Hi guys I was wondering if I could have the benefit of your wisdom for a second. Im a 39 year old guy thats been doing drugs recreation ally for 20 odd years now. Nothing too profound ecstacy and coke mainly. For the past few months Ive been doing coke once or twice a week (a gram every time) then doing ecstacy every couple of weeks. Oh and I smoke 15-20 ciggarettes a day. Anyway I was rolling one night and took a very strong pill that had me really down and not happy or jubilant no euphoric rush this pill seemed to last for hours, my friend suggested I take a Molly they were very good. I did and a while later I had the most horrible experience my left arm went numb, I started sweating and my heart felt as if it was gonna pop out of my chest. This lasted around 30 minutes. I went hope felt like crap took a xanex and luckily got to sleep. Anyway a few days later I started getting chest pains and went to the hospital got all the tests done (eco, ekg, nuclear) and they said I was fine. Although I still had chest pains I decided to roll again a week or so later. After my roll I had water retention and couldnt pee so I went to the hospital and they did some bloods and said my troponin levels were high (I had snorted some Meth on the Friday then gone to the gym and rolled on Sunday evening when I had the same experience of sweating, heart racing but not as exagerated as the previous time) they did all the tests again , stress, eco, ekg, and said that my heart had microscopic trauma but no damage.
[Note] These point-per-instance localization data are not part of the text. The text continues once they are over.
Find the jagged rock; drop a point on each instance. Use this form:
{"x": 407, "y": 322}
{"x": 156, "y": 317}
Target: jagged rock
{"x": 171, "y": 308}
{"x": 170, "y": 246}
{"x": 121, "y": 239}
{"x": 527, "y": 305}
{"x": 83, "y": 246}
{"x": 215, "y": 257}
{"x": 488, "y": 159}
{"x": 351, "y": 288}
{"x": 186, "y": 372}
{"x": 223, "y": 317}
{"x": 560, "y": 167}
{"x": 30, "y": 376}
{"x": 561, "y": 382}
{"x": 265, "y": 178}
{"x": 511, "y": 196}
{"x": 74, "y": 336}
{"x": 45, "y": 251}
I stopped rolling and havent for 3 weeks now. My question is I have been told by the doctors that my heart is not damaged but should I roll again like one pill a night or a couple of lines of coke here and there? I go to the gym everyday now and do lots of cardio? Has anybody had an experience like mine who can shed light on my situation? What im saying is can I build my heart up make it strong and do drugs again?I know I sound like an utter idiot but club land is my life and I really cant see myself not using drugs again but I dont want to die?
Please dont condemn me because I know how folish I sound but I hope theres some people out there who can show me some compassion and transparency?
Keep smiling
Hank
Please dont condemn me because I know how folish I sound but I hope theres some people out there who can show me some compassion and transparency?